Uptake of the virtual option was enthusiastic, with more than six hours of live and recorded footage streamed via University and Kīngitanga channels reaching tens of thousands of views.
The keynote address by former New Plymouth Mayor Andrew Judd inspired both the in-person audience and viewers with his reflections on being a ‘recovering racist’, and his experiences as Mayor while trying to enact change in Māori representation.
Deputy Vice-Chancellor Māori Dr Sarah-Jane Tiakiwai was encouraged by the feedback received and paid tribute to the team who worked tirelessly to bring the virtual Kīngitanga Day programme to life.
“I really want to acknowledge the support of staff and students who volunteered their services and time. The Kīngitanga Day theme, Kotahitanga ki te wheiao, was evident in the way both the online and in person programmes came together seamlessly.”
On the Hamilton campus, Te Āhurutanga Māori Leadership Programme teina led a number of events. Their brief, in line with the day’s theme, was to provide activities allowing tauira to express kotahitanga in a safe and fun way.
Five Halls teams and one whānau team competed in Ki o Rahi sports for bragging rights in the annual Kīngitanga sports competition. The final clash between two Bryant Hall teams saw ‘Easy Clap’ walking away with the win. Te Ara Piko Wānanga, an Amazing Race event, had teams racing through a 1.8-kilometre journey, completing brain teasers and activities along the way. Meanwhile, the ever-popular Kīngitanga Day hāngī proved a hit.
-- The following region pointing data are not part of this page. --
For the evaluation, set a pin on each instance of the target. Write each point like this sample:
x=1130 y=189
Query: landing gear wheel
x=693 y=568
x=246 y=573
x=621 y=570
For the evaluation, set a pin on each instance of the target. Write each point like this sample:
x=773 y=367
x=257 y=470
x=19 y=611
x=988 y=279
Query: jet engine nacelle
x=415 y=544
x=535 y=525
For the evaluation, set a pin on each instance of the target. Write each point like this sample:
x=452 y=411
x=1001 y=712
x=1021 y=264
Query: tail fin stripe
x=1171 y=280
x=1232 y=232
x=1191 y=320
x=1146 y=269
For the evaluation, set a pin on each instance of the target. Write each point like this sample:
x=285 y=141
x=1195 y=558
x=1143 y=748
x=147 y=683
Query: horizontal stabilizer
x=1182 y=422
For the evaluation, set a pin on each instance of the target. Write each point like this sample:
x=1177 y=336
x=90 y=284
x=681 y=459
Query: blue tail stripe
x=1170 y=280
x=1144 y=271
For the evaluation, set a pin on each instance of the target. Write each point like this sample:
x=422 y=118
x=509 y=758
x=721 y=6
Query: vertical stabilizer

Both Te Ara Piko Wānanga and Te Aro Piko Taniwha (a guided cultural walking tour of the Hamilton campus) were aimed at learning and enjoying the Māori history and hidden gems around the campus. These events, combined with a kōrero from curator Hollie Tawhiao on the Kotahitanga exhibition in the University’s Calder and Lawson Gallery, gave guests an insight into the University’s collection of significant artworks associated with the Kīngitanga.
Students in Hamilton were enthusiastic about the day’s activities, saying they reflected a spirit of whakawhanaungatanga and coming together in a safe atmosphere despite the restrictions of physical distancing.
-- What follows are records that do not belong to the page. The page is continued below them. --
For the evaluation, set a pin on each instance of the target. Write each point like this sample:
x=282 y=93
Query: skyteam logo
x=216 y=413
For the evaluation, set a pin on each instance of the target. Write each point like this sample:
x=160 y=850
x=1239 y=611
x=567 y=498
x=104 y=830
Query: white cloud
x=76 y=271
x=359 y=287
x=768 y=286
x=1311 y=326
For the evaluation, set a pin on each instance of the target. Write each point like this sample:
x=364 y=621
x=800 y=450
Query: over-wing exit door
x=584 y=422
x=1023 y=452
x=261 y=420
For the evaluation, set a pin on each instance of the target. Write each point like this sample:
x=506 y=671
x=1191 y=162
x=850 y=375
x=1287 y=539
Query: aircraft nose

In Tauranga, the University campus hosted a range of activities, including a harakeke workshop with Whaea Jo Ranapia from Huria Marae, and a viewing of the Kīngitanga: The Untold Story documentary series. Guests enjoyed a hāngi lunch in Te Manawaroa while watching a kapa haka performance by tauira from Te Wharekura o Mauao.
Te Toka Māori student mentor and third-year law student, Jaime Parekowhai-Gudex, helped facilitate a Fill Your Kete competition, and says the event rated as one of the best she’s experienced.
“The Kīngitanga programme provided tauira an awesome opportunity to come together to honour the Kīngitanga movement and the power of kotahitanga. Big mihi to our Te Toka Coordinator, Nadita Beauchamp, for pulling everything together so the day ran smoothly in Tauranga Moana.”
The day was also an opportunity for some of the University’s academic divisions, faculty and schools to formally introduce their Māori names. Te Wānanga o Ngā Kete (Division of Arts, Law, Psychology and Social Sciences) and Te Wānanga Pūtaiao (Division of Health, Engineering Computing and Science) took the opportunity to celebrate the names they’ve been gifted, along with Te Kura Whatu Oho Mauri, (The School of Psychology) and Te Aka Mātuatua – (The School of Science).
Te Pua Wānanga ki te Ao staff members, Associate Professor Tom Roa and Dr Haki Tuaupiki, provided much of the kōrero on the meanings of the names, which highlight the story of Tāwhaki’s quest to acquire the three baskets of knowledge.